What’s ACTIVATED CARBON?

Activated carbon (also known as activated charcoal, activated coal or active carbon) is certainly a useful adsorbent. Because of their high floor, pore structure (micro, meso and macro), and also level of surface reactivity, activated carbon may be used to purify, dechlorinate, deodorize and decolorize both liquid and vapor applications. Moreover, activated carbons are economical adsorbents for a lot of industries for example water purification, food-grade products, cosmetology, automotive applications, industrial gas purification, petroleum and platinum recovery mainly for gold. The camp materials for activated carbons are coconut shell, coal or wood.

Using ACTIVATED CARBON

A variety of activated carbon are fitted to various specialized applications.

Granulated activated carbon
Pelletized activated carbon
Powdered activated carbon
Impregnated activated carbon

Catalytic activated carbon

Each grade and sized activated carbon is application specific. Choosing correct activated carbon product and mesh size depends upon the approval and contaminants you intend to get rid of.

Typical applications are:

Removing volatile organic compounds including Benzene, TCE, and PCE.
Hydrogen Sulfide (HS) and elimination of waste gases
Impregnated activated carbon utilized as a bacteria inhibitor in h2o filters
Eliminating taste and odor causing compounds such as MIB and geosmin
Recovery of gold
Eliminating chlorine and chloramine
Designing a suitable activated carbon filtering system with sufficient contact time, pressure drop, and vessel sizing is important. Also, activated carbon’s physical and chemical characteristics play a huge role in removing contaminants effectively. Therefore, material exams are essential and ASTM test methods including butane activity, area, density, and water content (moisture) can be done for top level suitable material to your application.

Forms of ACTIVATED CARBON

Coconut shell-based activated carbon

The very large internal surface areas seen as a microporosity together with high hardness and occasional dust make these coconut shell carbons particularly attractive for water and demanding air applications and also point-of-use water filters and respirators

High area seen as an the great majority of micropores
High hardness with low dust generation
Excellent purity, with most products exhibiting at most 3-5% ash content.
Renewable and green raw material.

Coal-based activated carbon

It produces different performance characteristics in industrial applications typically catered to with coal or coconut products.

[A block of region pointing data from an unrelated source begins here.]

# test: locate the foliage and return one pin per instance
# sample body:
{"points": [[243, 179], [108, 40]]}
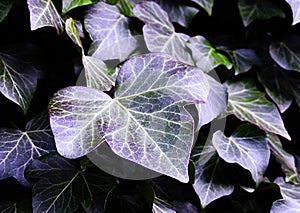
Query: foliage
{"points": [[161, 78]]}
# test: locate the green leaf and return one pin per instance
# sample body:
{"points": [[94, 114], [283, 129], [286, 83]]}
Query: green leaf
{"points": [[247, 103], [287, 53], [68, 5], [145, 122], [286, 160], [43, 13], [251, 10], [18, 80], [210, 181], [62, 186], [205, 56], [207, 5], [5, 6], [295, 6], [247, 146], [159, 32], [243, 60]]}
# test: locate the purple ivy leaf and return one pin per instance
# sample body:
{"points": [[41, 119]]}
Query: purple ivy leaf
{"points": [[110, 33], [159, 33], [19, 148], [18, 80], [43, 13], [145, 122]]}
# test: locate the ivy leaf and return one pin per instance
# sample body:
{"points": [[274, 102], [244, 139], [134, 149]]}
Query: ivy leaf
{"points": [[68, 5], [159, 33], [215, 104], [287, 53], [295, 6], [177, 11], [251, 10], [247, 103], [243, 60], [210, 183], [207, 5], [5, 6], [286, 160], [19, 148], [62, 185], [277, 85], [205, 56], [97, 74], [247, 146], [145, 122], [109, 31], [43, 13], [18, 80]]}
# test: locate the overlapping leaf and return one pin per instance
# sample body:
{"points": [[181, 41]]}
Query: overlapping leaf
{"points": [[43, 13], [207, 5], [295, 6], [19, 148], [18, 80], [249, 104], [68, 5], [205, 56], [145, 122], [5, 6], [287, 53], [210, 181], [62, 185], [97, 74], [247, 146], [251, 10], [109, 31], [159, 33]]}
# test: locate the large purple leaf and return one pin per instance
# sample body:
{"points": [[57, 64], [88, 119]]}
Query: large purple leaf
{"points": [[159, 33], [109, 30], [43, 13], [18, 80], [146, 121], [19, 148], [249, 104]]}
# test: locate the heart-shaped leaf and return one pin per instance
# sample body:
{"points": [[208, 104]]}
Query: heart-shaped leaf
{"points": [[43, 13], [247, 146], [249, 104], [59, 181], [159, 33], [145, 122], [18, 148], [251, 10], [18, 80]]}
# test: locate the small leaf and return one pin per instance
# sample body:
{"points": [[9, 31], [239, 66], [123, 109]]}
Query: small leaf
{"points": [[43, 13], [210, 183], [18, 80], [286, 160], [109, 31], [295, 6], [243, 60], [159, 33], [145, 122], [247, 103], [68, 5], [247, 146], [251, 10], [205, 56], [207, 5], [286, 53], [18, 148], [5, 6], [58, 184]]}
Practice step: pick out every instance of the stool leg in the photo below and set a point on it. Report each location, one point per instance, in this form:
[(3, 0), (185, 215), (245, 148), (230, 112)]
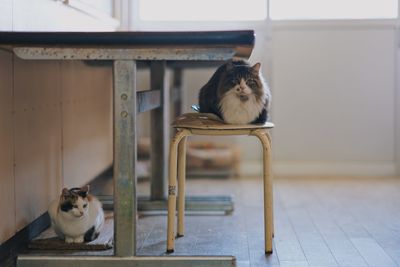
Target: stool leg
[(172, 189), (268, 198), (181, 186)]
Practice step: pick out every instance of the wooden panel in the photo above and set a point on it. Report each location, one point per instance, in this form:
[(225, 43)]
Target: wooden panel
[(87, 121), (6, 15), (37, 137), (7, 200)]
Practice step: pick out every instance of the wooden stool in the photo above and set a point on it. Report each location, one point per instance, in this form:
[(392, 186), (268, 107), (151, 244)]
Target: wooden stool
[(209, 124)]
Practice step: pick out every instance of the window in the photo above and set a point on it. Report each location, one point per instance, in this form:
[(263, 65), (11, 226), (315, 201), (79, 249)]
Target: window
[(202, 10), (333, 9)]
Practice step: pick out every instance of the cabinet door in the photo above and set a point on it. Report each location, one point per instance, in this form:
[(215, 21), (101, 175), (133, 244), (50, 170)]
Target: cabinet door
[(7, 199), (37, 97)]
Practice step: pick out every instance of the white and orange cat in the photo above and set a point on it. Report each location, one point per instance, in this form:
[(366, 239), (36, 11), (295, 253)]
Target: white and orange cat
[(76, 216)]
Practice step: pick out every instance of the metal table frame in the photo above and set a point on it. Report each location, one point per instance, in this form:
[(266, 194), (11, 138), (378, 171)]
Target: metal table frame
[(125, 139)]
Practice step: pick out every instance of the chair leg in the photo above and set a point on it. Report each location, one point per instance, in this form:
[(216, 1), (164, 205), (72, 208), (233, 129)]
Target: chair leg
[(181, 186), (172, 189), (268, 197)]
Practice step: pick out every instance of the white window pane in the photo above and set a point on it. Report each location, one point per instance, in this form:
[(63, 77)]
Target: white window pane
[(202, 10), (333, 9)]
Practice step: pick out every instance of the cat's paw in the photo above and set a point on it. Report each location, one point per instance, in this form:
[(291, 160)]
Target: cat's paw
[(78, 239), (69, 240)]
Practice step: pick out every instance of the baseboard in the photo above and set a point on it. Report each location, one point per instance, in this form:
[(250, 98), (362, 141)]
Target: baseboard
[(10, 248), (291, 168)]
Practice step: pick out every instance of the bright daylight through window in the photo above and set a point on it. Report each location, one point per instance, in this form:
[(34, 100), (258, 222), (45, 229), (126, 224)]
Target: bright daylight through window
[(333, 9), (202, 10), (256, 10)]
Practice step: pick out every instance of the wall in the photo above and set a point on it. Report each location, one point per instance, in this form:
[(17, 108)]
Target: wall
[(333, 98), (55, 117)]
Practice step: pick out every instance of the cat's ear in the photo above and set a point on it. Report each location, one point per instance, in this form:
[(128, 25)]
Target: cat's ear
[(229, 65), (84, 191), (65, 192), (256, 67)]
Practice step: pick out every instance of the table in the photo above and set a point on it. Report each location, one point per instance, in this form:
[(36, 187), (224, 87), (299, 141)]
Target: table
[(124, 49)]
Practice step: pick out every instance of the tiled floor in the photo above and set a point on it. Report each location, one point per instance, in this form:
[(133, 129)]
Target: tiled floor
[(319, 222)]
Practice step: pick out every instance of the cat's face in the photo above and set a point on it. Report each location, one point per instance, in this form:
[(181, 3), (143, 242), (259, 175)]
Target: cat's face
[(243, 82), (74, 202)]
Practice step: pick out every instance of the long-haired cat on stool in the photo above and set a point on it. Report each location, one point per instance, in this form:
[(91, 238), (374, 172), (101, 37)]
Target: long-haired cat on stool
[(76, 216), (237, 93)]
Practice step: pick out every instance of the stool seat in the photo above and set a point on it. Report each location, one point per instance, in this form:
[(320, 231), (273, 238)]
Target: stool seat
[(209, 124), (209, 121)]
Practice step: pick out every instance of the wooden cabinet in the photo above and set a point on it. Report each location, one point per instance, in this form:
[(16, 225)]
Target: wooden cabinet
[(7, 197)]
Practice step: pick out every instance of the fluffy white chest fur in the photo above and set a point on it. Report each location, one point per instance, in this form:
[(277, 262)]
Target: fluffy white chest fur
[(74, 228), (236, 111)]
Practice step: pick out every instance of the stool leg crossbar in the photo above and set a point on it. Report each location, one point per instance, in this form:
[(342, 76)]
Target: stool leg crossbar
[(177, 166)]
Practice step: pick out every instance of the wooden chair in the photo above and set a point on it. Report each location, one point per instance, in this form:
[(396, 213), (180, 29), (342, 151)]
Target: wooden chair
[(209, 124)]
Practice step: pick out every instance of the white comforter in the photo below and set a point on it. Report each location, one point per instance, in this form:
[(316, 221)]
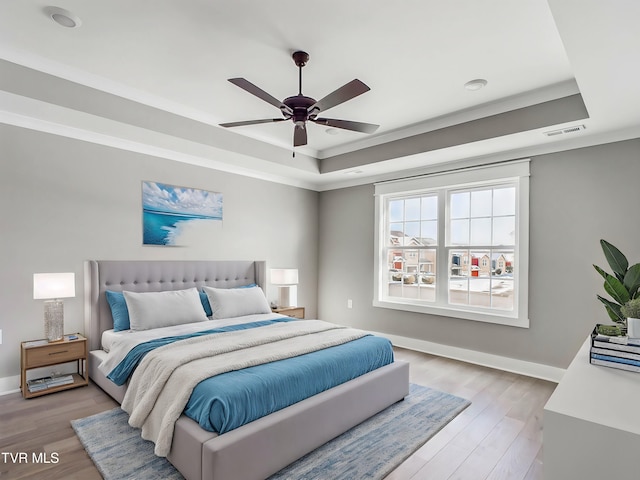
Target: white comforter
[(162, 384)]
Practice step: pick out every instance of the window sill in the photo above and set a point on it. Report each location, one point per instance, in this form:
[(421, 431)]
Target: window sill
[(492, 317)]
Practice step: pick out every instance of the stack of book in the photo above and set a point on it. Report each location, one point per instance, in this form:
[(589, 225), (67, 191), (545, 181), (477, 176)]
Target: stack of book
[(38, 384), (617, 352)]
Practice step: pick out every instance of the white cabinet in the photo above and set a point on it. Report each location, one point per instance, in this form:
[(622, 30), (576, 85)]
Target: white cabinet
[(592, 423)]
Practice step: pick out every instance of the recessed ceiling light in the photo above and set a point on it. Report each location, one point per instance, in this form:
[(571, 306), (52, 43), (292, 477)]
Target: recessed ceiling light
[(63, 17), (476, 84)]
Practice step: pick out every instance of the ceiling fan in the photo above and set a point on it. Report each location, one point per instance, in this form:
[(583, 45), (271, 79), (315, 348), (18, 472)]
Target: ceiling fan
[(301, 108)]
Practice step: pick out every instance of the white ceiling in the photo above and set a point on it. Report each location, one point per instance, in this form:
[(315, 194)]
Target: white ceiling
[(415, 55)]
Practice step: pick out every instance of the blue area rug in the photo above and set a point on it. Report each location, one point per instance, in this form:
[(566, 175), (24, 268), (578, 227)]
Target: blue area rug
[(370, 450)]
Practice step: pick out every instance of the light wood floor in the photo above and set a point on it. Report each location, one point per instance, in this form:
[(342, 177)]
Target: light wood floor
[(498, 437)]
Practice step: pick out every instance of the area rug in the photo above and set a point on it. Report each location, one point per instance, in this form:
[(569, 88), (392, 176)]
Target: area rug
[(370, 450)]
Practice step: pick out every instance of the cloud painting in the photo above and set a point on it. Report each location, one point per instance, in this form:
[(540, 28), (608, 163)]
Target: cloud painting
[(171, 214)]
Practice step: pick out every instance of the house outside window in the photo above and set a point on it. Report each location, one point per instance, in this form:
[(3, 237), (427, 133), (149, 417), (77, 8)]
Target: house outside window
[(462, 238)]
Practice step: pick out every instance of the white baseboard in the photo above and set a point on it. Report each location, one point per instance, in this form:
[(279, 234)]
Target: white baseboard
[(9, 385), (521, 367)]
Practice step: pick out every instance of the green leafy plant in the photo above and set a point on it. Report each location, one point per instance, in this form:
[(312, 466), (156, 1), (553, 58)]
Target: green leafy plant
[(622, 286), (631, 309)]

Wood based activated carbon has a high floor seen as both mesopores and micropores and it has excellent decolorizing properties because of its signature porosimetry

Catalytic based activated carbon

Catalytic carbon is often a form of activated carbon utilized to remove chloramines and hydrogen sulfide from mineral water.

They have every one of the adsorptive characteristics of conventional activated carbons, along with the capacity to promote chemical reactions.

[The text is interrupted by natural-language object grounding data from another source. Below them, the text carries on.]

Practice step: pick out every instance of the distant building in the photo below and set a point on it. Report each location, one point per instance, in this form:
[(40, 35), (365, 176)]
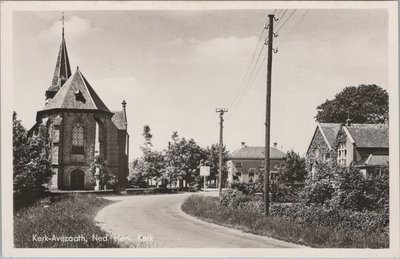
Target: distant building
[(81, 127), (246, 163), (366, 146)]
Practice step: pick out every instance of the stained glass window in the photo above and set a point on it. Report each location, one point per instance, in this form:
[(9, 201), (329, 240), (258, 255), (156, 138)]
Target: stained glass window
[(77, 139)]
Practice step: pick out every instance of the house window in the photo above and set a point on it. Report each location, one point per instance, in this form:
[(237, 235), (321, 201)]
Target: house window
[(342, 154), (239, 176), (251, 177), (273, 175), (77, 138)]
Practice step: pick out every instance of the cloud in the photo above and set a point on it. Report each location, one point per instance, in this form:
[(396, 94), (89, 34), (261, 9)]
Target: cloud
[(113, 90), (74, 27), (225, 49)]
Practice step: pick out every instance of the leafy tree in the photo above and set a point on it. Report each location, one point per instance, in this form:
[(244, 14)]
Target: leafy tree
[(105, 177), (183, 159), (147, 136), (292, 169), (212, 160), (320, 187), (151, 164), (362, 104), (32, 167), (347, 188)]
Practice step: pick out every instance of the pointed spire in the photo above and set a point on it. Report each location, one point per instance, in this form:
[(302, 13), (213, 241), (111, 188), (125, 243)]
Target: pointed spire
[(63, 23), (124, 110), (63, 70)]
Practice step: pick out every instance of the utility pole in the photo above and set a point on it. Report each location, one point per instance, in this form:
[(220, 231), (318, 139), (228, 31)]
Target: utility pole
[(221, 112), (268, 114)]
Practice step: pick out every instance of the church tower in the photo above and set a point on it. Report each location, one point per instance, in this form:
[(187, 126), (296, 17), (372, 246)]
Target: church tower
[(62, 71), (81, 128)]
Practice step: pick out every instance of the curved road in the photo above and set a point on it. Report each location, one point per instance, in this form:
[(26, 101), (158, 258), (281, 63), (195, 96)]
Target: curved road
[(161, 217)]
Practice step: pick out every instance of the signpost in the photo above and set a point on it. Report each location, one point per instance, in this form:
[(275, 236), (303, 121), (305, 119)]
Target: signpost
[(204, 171)]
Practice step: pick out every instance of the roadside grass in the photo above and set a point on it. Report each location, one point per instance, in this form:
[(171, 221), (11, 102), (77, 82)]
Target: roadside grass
[(282, 228), (71, 220)]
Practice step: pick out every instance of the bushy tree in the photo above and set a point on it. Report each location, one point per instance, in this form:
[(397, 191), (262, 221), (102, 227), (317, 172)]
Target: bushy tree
[(212, 160), (347, 188), (319, 187), (31, 162), (292, 169), (362, 104), (105, 176), (183, 159)]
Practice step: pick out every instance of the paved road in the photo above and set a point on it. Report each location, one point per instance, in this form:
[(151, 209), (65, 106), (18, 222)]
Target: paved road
[(161, 217)]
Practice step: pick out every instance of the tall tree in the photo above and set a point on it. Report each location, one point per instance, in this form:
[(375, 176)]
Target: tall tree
[(183, 159), (31, 162), (292, 169), (212, 160), (362, 104)]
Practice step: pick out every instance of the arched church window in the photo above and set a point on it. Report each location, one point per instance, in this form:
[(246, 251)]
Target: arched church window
[(77, 138)]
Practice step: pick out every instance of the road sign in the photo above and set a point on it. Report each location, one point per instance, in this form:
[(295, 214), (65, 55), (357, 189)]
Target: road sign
[(204, 170)]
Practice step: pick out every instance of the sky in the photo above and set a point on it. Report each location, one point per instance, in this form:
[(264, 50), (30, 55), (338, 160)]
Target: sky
[(174, 68)]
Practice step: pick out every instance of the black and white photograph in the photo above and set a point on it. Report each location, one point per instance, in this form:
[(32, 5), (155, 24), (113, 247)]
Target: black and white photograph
[(198, 129)]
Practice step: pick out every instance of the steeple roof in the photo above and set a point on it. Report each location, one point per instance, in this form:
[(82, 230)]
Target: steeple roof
[(62, 71), (76, 94)]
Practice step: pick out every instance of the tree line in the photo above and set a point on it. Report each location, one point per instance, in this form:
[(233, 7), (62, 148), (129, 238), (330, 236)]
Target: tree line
[(178, 163)]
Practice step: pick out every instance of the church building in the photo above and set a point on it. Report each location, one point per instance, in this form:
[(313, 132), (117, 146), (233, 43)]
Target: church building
[(81, 127)]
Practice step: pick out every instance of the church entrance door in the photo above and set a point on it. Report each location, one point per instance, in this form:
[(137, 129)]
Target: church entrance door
[(77, 180)]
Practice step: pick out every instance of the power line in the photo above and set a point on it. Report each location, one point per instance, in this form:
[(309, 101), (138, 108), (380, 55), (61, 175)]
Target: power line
[(294, 27), (248, 85), (286, 21), (248, 69), (243, 84), (280, 18)]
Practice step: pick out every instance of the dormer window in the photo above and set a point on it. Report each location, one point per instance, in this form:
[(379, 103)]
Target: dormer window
[(342, 154), (79, 96), (77, 139)]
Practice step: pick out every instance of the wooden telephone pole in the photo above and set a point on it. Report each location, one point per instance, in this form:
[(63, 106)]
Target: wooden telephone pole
[(221, 112), (268, 115)]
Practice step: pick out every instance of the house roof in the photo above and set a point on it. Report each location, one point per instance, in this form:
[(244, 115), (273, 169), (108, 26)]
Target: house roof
[(119, 119), (329, 131), (370, 135), (62, 71), (76, 93), (373, 160), (256, 153)]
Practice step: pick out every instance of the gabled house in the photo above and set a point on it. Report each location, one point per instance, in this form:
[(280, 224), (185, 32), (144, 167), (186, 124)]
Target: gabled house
[(365, 146), (323, 142), (246, 163)]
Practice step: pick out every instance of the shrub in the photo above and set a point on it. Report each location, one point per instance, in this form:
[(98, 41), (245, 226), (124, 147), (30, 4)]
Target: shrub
[(281, 226)]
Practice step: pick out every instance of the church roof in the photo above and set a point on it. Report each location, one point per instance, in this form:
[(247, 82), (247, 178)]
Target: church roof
[(62, 71), (119, 119), (76, 93)]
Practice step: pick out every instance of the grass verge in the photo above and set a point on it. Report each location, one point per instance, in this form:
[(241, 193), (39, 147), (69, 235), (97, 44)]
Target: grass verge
[(66, 223), (209, 209)]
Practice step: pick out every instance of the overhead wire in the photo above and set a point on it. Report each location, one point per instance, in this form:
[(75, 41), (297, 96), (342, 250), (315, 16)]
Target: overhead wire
[(252, 78), (243, 84)]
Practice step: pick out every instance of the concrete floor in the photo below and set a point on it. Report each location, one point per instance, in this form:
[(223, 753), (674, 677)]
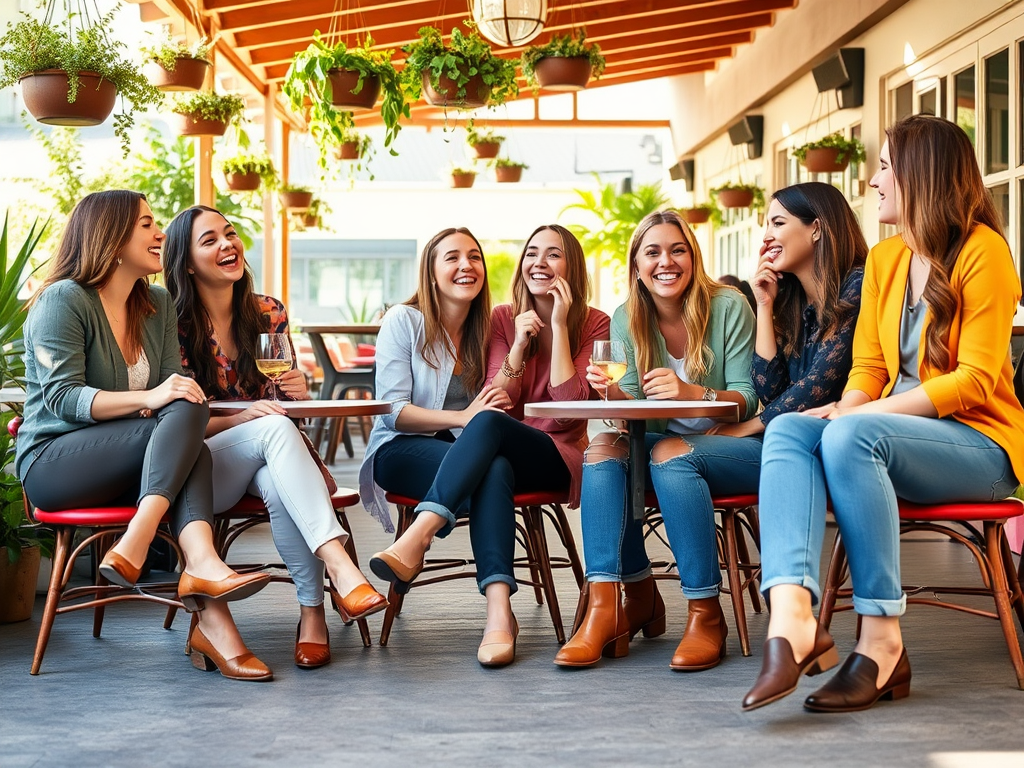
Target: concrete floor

Catalytic carbon isn’t impregnated with caustic chemicals
Because catalytic carbons don’t have any impregnates, you won’t need to panic about reduced organic odor capacity or the higher bed fire potential in the impregnated carbons.

Catalytic carbon is created by altering the counter structure of activated carbon. It can be modified by gas processing at high temperatures to alter the electronic structure that will create the highest degree of catalytic activity on carbon for reducing chloramine and H2S in water. This added catalytic functionality is much more than that within traditional activated carbons. Catalytic carbon is an economical strategy to treat H2S levels as high as 20 or 30 ppm. Catalytic carbon converts adsorbed H2S into sulfuric acid and sulfurous acid that happen to be water soluble, so carbon systems could be regenerated with water washing to restore H2S capacity for less frequent physical change-outs.

Relatively low density
Renewable method to obtain raw material

Impregnated Activated Carbon

Surface impregnation chemically modifies activated carbon through a fine distribution of chemicals and metal particles for the internal surfaces of the company’s pores. This greatly raises the carbon’s adsorptive capacity by having a synergism involving the chemicals along with the carbon. And provides a cost-effective approach to remove impurities from gas streams which may otherwise stop possible.

Water treatment
Because of its antimicrobial/antiseptic properties, silver-impregnated carbon is an effective adsorbent for purification in earth-bound domestic and other water systems.

Gas purification
Impregnated activated carbon is utilized to treat flue gases in coal-fired generation plants as well as other polluting of the environment control applications. Carbon might be specifically impregnated for removing acid gases, ammonia and amines, aldehydes, radio-active iodine, mercury and inorganic gases such as arsine and phosphine. Carbon impregnated with metal-oxide targets inorganic gases including HCN, H2S, phosphine and arsine.